Le développement de l’activité minière s’est également accompagné d’un accroissement marqué des ressources budgétaires. Il a conduit l’État mongol à suivre un processus d’apprentissage pour assurer une bonne gestion de cette rente, tirer pleinement profit du développement de l’activité minière, et contribuer au financement du processus de développement. Ce processus d’apprentissage s’est traduit par la création de plusieurs fonds financiers. Dans un premier temps, suivant une logique électoraliste, les autorités ont privilégié la distribution d’allocations à la population. Cette approche a progressivement été abandonnée pour privilégier une approche qui favorise le financement de projets susceptibles de contribuer au développement économique. Elle a également conduit les autorités mongoles à mettre en place un fonds souverain qui doit permettre au pays de se prémunir contre les variations des cours des matières premières. Cette approche mongole reste néanmoins balbutiante et les résultats escomptés en termes de diversification économique se font toujours attendre.

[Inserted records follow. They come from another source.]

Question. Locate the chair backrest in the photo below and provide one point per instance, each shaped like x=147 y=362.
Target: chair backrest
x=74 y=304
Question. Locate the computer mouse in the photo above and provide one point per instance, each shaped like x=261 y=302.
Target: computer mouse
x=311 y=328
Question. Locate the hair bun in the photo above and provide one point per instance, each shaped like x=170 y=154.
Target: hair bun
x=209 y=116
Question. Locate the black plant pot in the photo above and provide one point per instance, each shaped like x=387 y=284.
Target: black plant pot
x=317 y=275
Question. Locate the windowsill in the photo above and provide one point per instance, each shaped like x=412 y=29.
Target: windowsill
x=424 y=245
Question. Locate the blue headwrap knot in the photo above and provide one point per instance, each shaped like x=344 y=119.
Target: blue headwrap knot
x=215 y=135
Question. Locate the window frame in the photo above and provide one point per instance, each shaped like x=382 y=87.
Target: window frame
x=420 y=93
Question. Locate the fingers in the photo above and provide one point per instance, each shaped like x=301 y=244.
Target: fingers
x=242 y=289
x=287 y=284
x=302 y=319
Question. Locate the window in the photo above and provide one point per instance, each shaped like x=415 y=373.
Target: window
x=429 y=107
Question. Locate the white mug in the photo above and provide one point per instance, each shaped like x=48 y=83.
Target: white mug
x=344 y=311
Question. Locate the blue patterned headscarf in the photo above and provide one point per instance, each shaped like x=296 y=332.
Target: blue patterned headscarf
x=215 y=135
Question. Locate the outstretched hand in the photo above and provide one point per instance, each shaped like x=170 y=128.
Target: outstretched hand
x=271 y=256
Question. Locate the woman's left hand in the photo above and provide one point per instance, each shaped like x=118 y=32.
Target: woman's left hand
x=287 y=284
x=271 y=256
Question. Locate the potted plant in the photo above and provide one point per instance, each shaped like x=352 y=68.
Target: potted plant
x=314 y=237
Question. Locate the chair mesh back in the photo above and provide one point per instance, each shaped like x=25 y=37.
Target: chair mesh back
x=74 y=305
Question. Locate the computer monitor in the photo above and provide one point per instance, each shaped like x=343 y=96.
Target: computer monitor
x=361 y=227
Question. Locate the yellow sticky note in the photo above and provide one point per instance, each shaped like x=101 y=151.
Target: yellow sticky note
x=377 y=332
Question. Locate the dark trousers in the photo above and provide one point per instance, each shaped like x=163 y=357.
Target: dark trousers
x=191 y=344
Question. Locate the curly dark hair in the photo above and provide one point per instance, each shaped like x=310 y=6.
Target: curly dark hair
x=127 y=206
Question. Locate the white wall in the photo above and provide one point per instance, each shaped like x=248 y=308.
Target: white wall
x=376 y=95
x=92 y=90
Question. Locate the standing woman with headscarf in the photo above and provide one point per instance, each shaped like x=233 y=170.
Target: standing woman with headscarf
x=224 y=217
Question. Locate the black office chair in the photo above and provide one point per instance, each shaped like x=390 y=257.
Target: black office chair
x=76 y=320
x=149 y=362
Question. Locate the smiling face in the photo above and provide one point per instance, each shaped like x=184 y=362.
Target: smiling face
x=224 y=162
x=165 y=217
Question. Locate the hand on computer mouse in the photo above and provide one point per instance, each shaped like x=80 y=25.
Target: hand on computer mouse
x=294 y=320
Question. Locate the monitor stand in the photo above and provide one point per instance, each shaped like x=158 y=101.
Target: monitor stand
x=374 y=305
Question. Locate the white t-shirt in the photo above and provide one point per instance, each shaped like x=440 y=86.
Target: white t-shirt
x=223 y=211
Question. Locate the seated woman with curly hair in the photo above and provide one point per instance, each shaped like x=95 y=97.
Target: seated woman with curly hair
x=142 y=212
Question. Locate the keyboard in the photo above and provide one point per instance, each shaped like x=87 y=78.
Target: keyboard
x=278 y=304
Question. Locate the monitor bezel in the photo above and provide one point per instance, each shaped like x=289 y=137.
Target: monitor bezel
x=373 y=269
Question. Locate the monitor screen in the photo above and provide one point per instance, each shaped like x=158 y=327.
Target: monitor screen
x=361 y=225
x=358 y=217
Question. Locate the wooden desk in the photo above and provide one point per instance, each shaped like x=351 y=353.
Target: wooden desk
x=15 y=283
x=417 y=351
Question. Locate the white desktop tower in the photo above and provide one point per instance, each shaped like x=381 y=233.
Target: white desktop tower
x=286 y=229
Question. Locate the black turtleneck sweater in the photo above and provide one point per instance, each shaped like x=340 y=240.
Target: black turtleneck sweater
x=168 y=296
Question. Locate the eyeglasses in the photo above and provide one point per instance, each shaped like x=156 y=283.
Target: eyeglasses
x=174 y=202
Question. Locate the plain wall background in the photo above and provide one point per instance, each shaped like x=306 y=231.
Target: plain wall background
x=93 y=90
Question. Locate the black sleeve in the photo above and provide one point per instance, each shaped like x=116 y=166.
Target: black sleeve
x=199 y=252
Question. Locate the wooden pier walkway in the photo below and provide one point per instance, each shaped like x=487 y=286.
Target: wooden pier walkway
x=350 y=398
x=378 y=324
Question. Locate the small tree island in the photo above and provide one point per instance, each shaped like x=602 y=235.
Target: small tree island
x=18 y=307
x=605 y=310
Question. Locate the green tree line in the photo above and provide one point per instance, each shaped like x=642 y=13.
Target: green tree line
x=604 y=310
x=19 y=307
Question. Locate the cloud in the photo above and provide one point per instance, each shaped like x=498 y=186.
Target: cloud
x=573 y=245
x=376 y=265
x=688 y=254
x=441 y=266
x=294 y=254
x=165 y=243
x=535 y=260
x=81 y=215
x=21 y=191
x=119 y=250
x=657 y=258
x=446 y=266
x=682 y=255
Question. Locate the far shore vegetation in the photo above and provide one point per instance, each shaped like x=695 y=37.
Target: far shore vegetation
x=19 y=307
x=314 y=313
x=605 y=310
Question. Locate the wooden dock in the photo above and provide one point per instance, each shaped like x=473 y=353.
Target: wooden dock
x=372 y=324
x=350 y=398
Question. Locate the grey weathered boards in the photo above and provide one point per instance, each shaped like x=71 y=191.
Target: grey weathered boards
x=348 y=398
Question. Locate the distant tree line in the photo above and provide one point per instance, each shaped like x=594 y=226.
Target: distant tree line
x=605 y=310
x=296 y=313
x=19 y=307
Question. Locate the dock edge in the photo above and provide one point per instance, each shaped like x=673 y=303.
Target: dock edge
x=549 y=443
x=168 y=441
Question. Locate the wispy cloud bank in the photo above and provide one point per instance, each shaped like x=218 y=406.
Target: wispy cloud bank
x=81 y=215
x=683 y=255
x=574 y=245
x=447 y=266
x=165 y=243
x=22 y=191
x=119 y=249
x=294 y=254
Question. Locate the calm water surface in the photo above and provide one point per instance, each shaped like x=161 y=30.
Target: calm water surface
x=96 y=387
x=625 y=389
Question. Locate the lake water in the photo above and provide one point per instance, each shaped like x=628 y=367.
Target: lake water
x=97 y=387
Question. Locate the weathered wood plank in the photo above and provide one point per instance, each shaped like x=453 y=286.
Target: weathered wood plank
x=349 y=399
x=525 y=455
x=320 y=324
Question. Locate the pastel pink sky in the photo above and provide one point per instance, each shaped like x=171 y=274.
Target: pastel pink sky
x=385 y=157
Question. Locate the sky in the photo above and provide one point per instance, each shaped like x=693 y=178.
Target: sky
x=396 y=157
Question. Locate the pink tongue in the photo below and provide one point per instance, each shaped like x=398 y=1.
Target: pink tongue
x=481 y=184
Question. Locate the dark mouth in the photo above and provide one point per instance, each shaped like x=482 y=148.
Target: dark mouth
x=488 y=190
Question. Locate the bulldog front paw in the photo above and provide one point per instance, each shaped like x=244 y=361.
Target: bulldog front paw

Malgré ces évolutions, l’activité minière reste un sujet sensible. Outre le fait qu’elle soit associée, dans l’imaginaire mongol, à une série de malédictions, car contraire aux croyances bouddhistes et chamaniques qui irriguent le pays, la population considère que cette activité profite principalement aux entreprises étrangères. La dénonciation des investisseurs étrangers accusés de « piller les ressources de la Mongolie » occupe dès lors une place centrale dans la rhétorique politique et réapparaît à chaque échéance électorale. Cela se traduit par des changements réguliers d’orientation dans les politiques publiques. Ces alternances génèrent de l’incertitude et freinent le développement des « grands projets », comme en attestent les tentatives régulières de renégociation de l’accord signé autour de l’exploitation du gisement de cuivre et d’or d’Oyu Tolgoi.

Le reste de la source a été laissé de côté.